Chcę mieć swoje miejsce w internecie, więc nazwa zostaje, a ja wracam ze wszystkim co będzie mi chodzić po głowie.
Dlatego jestem dziś, 5 listopada 2018 roku, po ponad 2 latach nieobecności.
A z czym ? A no z ulubieńcami października :) żebyście zobaczyli jakich rzeczy możecie się spodziewać tu na blogu :)
Polecenie ciekawych filmów? Oczywiście!
Nowości z kosmetyczki ? Zdecydowanie!
Nowe, ciekawe sprzęty domowe? owszem!
Przepisy na smakowitości? Na to miejsce również się znajdzie :)
Także, po tym krótkim wstępie zapraszam Was (ponownie) do czytania nowego wpisu :)
Ulubieniec nr 1
Podkład Golden Rose Total Cover 2in1 Foundation&Concealer w kolorze Cool Sand
Od pierwszego użycia podbił moje serce.
Piękne, pełne krycie z możliwością dokładania podkładu jeśli to konieczne. Nie jest ciężki, choć konsystencją przypomina wręcz pastę.
Trzyma się na buzi nawet 12h i nie podkreśla nierówności skóry. Wykończenie nie jest matowe, nazwałabym to raczej satyną. Nie zapycha.
Szklane opakowanie z pompką, dostępność w wielu drogeriach internetowych oraz na wyspach Golden Rose i to wszystko za niecałe 30 zł ! Nic tylko brać :)
Znajdziecie go tutaj: KLIK
Ulubieniec nr 2
Błyszczyk Gloss Bomb Fenty Beauty by Rihanna w kolorze Diamond Milk
Marka Rihanny, Fenty Beauty, wdarła się do Polskiej Sephory niczym tornado.
I trudno się dziwić - sama posiadam 3 jej produkty i jakość jest NIE-SA-MO-WI-TA!
Jednak jeden z tych produktów był przy mnie przez cały październik - i na ustach i w torebce.
Jest to właśnie błyszczyk Gloss Bomb .
Formuła jest niesamowicie komfortowa, tzn. nie lepi się, jest leciutka.
Jeśli chodzi o kolor, może on się jednym spodobać, innym nie. Ja osobiście bardzo go lubię. Wiem, że jest dość mroźny i skrzący, ale nałożony w niewielkiej ilości na jakąkolwiek matową szminkę nadaje jej pięknego błysku. Jeśli komuś nie odpowiada kolor Diamond Milk, warto wybrać drugi wariant - Fenty Glow. Bardziej naturalny.

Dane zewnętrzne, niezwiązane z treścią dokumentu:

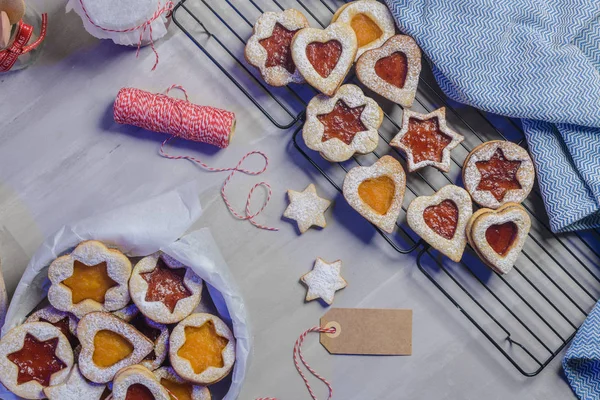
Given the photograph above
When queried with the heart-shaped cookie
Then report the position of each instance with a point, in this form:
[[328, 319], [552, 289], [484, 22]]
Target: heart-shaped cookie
[[324, 57], [441, 219], [498, 235], [376, 192], [392, 70]]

Nie raz pomagał mi w "trudnych" sytuacjach, kiedy moje usta były suche, a pomadka wyglądała już tak sobie.. Niewielka ilość na usta i można było działać dalej :) ( to oczywiście sprawdzi się z każdym błyszczykiem ).
Cena może lekko odstraszać (75 zł), ale moim zdaniem warto, bo może działać tylko jako błyskotka na usta, ale również jako wsparcie skóry ust w nadchodzącym okresie zimowym :)

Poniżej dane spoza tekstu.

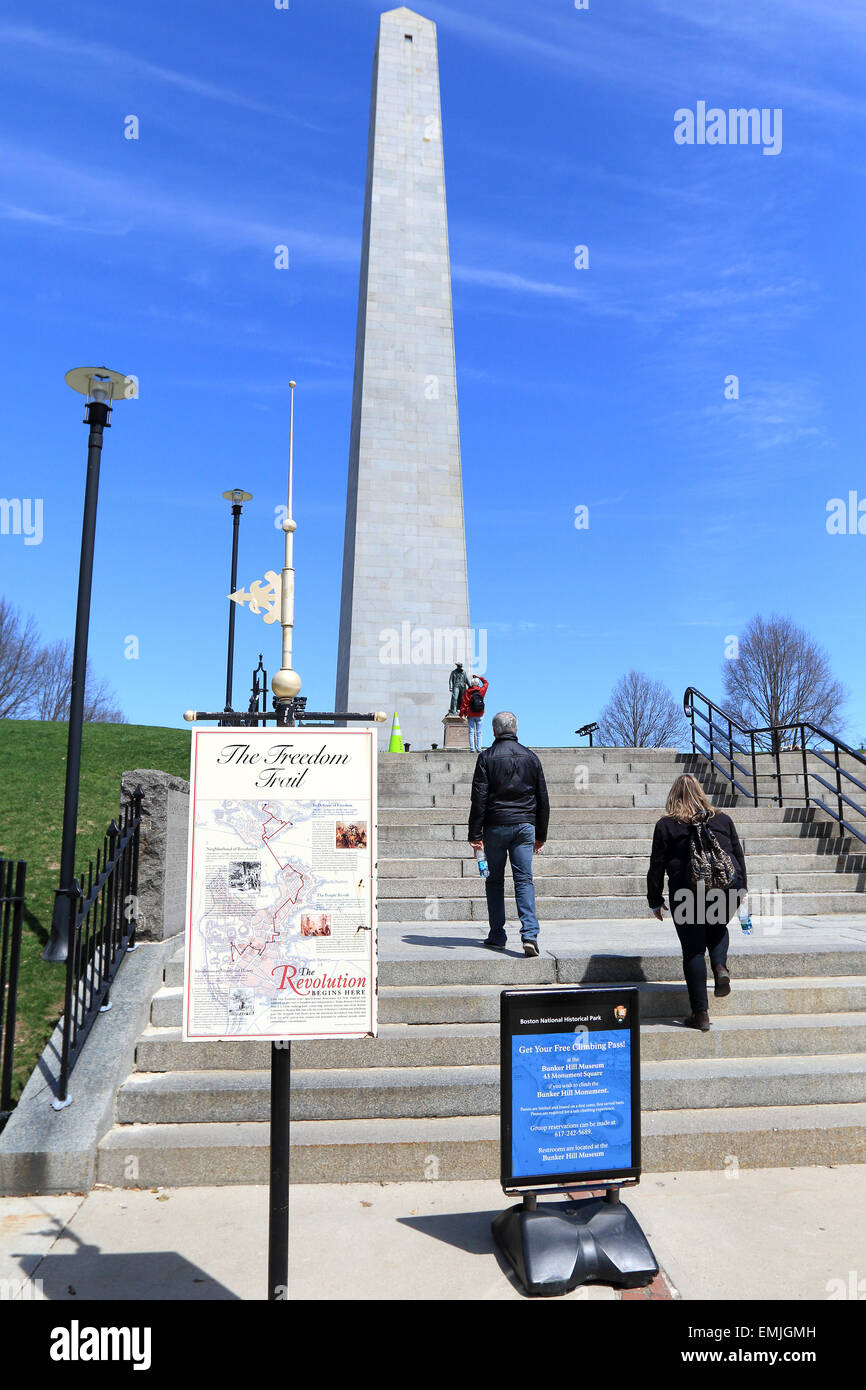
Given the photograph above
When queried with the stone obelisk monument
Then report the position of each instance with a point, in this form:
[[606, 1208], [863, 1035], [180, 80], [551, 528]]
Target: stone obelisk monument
[[405, 598]]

Można go zakupić na stronie SEPHORY lub kupić u nich stacjonarnie. :)
Ulubieniec nr 3
Żelazko Russe&Hobbs One Temperature
Niespodziewany obrót spraw :D
Tak, będę polecać żelazko :) Ale nie byle jakie!
Żelazko One Temperature pozwala na prasowanie różnych tkanin bez konieczności samodzielnego ustawiania temperatury. Brzmi ciekawie? I jest!
Dzięki temu mogłam wyprasować męskie dżinsy, a zaraz po nich cieniutką, białą bluzkę i nie musiałam niczym kręcić - żelazko samo ustawiło idealną temperaturę.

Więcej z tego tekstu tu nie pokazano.